The use of Aromatase Inhibitors (AI’s) in the adjuvant therapy of operable breast cancer is ubiquitous. All guidelines in widespread use advocate their use in hormone-receptor-positive breast cancer in post-menopausal women. Premenopausal hormone-receptor-positive women who are considered at high risk of relapse are also treated with drug- or surgically-induced ovarian suppression plus an AI following chemotherapy, producing somewhat better results than those seen with chemo followed by tamoxifen [1]. A major side effect of these drugs is the accelerated loss of bone mineral density (BMD). The use of bone-sparing agents such as bisphosphonates has become widespread but not routine in these patients. Whether or not they receive bone-sparing agents, patients on AI’s should receive periodic assessment of bone density. How do doctors comply with this common-sense approach? The answer: not as often as they should.
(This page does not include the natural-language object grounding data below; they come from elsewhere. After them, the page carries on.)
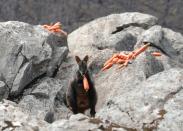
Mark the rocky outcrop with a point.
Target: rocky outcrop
(14, 118)
(27, 52)
(80, 12)
(139, 96)
(37, 68)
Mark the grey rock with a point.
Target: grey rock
(4, 91)
(27, 53)
(96, 35)
(144, 106)
(13, 118)
(81, 12)
(43, 99)
(140, 96)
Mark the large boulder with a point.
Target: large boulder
(142, 95)
(14, 118)
(80, 12)
(28, 52)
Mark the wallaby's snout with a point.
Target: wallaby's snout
(82, 64)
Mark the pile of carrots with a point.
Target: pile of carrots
(124, 59)
(55, 28)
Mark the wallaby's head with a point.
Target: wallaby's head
(82, 64)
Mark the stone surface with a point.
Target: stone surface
(96, 35)
(4, 92)
(80, 12)
(144, 95)
(44, 98)
(27, 52)
(14, 118)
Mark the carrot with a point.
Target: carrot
(156, 53)
(115, 60)
(109, 65)
(85, 83)
(122, 56)
(54, 27)
(120, 61)
(140, 50)
(110, 60)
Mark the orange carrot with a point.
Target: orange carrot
(85, 84)
(115, 60)
(122, 56)
(120, 61)
(140, 50)
(110, 60)
(156, 54)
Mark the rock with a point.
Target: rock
(83, 123)
(87, 36)
(4, 91)
(13, 118)
(27, 53)
(43, 100)
(140, 96)
(144, 106)
(81, 12)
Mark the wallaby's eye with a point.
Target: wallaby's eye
(83, 67)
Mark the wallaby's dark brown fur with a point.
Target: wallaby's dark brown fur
(77, 99)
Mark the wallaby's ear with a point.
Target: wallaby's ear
(77, 59)
(85, 58)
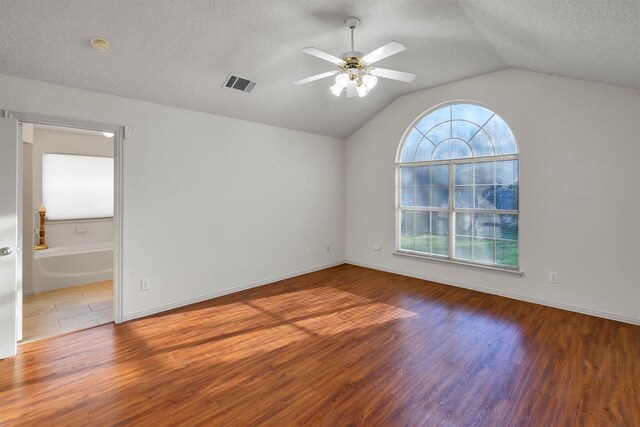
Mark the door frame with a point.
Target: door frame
(121, 133)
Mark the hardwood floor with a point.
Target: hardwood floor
(343, 346)
(57, 312)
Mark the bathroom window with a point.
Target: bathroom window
(458, 188)
(77, 187)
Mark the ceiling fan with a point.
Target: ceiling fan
(354, 71)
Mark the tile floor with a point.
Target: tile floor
(65, 310)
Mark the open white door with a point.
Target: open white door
(9, 222)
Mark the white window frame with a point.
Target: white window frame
(76, 218)
(451, 209)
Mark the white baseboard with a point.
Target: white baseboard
(201, 298)
(577, 309)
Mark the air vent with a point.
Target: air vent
(238, 83)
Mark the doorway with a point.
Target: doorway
(67, 255)
(102, 294)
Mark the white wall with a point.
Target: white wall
(579, 188)
(211, 204)
(62, 233)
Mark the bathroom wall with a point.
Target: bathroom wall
(69, 232)
(58, 233)
(210, 204)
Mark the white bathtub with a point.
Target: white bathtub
(66, 266)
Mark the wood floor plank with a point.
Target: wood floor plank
(342, 346)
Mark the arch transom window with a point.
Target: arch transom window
(458, 180)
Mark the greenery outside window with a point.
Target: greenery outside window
(458, 188)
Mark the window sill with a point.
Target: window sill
(512, 271)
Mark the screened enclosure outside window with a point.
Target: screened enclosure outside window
(458, 182)
(77, 187)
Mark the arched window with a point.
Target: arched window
(457, 194)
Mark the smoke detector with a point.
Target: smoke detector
(100, 44)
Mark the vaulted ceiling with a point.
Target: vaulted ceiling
(179, 52)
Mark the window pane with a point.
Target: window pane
(464, 130)
(410, 144)
(464, 197)
(501, 135)
(423, 175)
(440, 223)
(507, 172)
(460, 131)
(440, 232)
(471, 112)
(483, 225)
(440, 133)
(483, 250)
(423, 229)
(507, 226)
(464, 173)
(463, 224)
(423, 196)
(452, 149)
(407, 196)
(507, 197)
(481, 144)
(507, 253)
(407, 239)
(441, 174)
(434, 118)
(77, 187)
(440, 245)
(484, 173)
(423, 243)
(425, 149)
(440, 197)
(422, 222)
(407, 176)
(463, 247)
(485, 197)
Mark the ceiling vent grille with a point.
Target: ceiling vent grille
(238, 83)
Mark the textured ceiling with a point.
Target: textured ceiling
(178, 52)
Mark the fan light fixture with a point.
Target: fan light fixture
(354, 75)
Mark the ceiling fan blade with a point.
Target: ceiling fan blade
(389, 49)
(314, 78)
(352, 89)
(393, 74)
(322, 55)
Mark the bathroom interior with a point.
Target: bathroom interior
(68, 230)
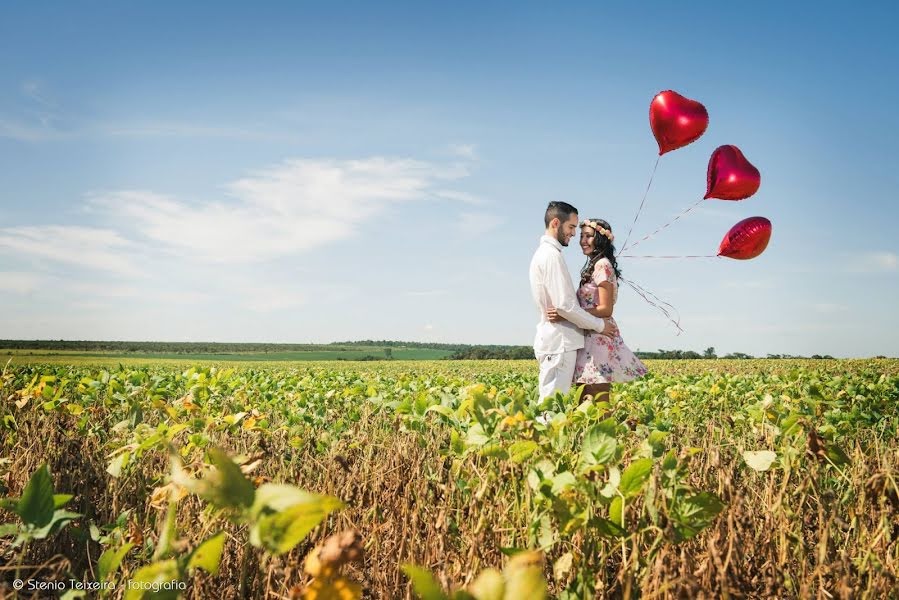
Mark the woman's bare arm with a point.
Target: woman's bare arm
(604, 304)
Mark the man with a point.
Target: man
(556, 344)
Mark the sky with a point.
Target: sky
(317, 172)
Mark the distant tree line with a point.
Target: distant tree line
(458, 351)
(710, 353)
(493, 352)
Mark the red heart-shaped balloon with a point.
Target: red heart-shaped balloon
(676, 121)
(747, 239)
(730, 175)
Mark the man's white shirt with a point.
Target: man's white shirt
(551, 287)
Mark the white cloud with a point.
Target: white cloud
(881, 261)
(747, 284)
(177, 129)
(19, 282)
(829, 309)
(266, 299)
(93, 248)
(280, 211)
(465, 151)
(426, 293)
(479, 223)
(463, 197)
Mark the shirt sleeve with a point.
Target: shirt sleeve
(561, 292)
(602, 271)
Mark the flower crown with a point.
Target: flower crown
(599, 229)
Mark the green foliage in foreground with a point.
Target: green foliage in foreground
(594, 480)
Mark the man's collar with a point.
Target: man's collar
(552, 242)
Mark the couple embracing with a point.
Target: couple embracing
(577, 339)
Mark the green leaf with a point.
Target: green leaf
(760, 460)
(616, 511)
(207, 555)
(562, 566)
(563, 481)
(489, 585)
(60, 500)
(36, 504)
(117, 464)
(156, 575)
(521, 450)
(608, 528)
(634, 476)
(695, 513)
(599, 446)
(836, 454)
(476, 436)
(524, 578)
(225, 486)
(280, 531)
(424, 584)
(111, 559)
(446, 411)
The best data on this practice was published in the Journal of Oncology Practice in May 2017 from a group of investigators at Yale [2]. Using the SEER Medicare database they identified over 135,000 women diagnosed with breast cancer from 2007 to 2010. Using robust exclusion criteria for such things as metastasis at presentation, too brief exposure to bisphosphonates, in situ only cancer, and prior diagnosis of osteoporosis, they identified 2409 women who met all entry criteria and served as the population studied. Within this group only 51% received a DEXA scan at initiation of AI and only 34% had a second scan within three years of being on therapy. What the authors were not able to ascertain was how many of these patients were placed on a prophylactic bisphosphonate or equivalent at the start of AI therapy. What was clear is that age and race had a lot to do with who received a DEXA scan. 30% of women over 85 vs. 56% ages 67-69 were scanned. 53% of causasian women were scanned vs. 33% non-caucasian. Wonen with higher stage and more comorbidities were also less likely to have been scanned.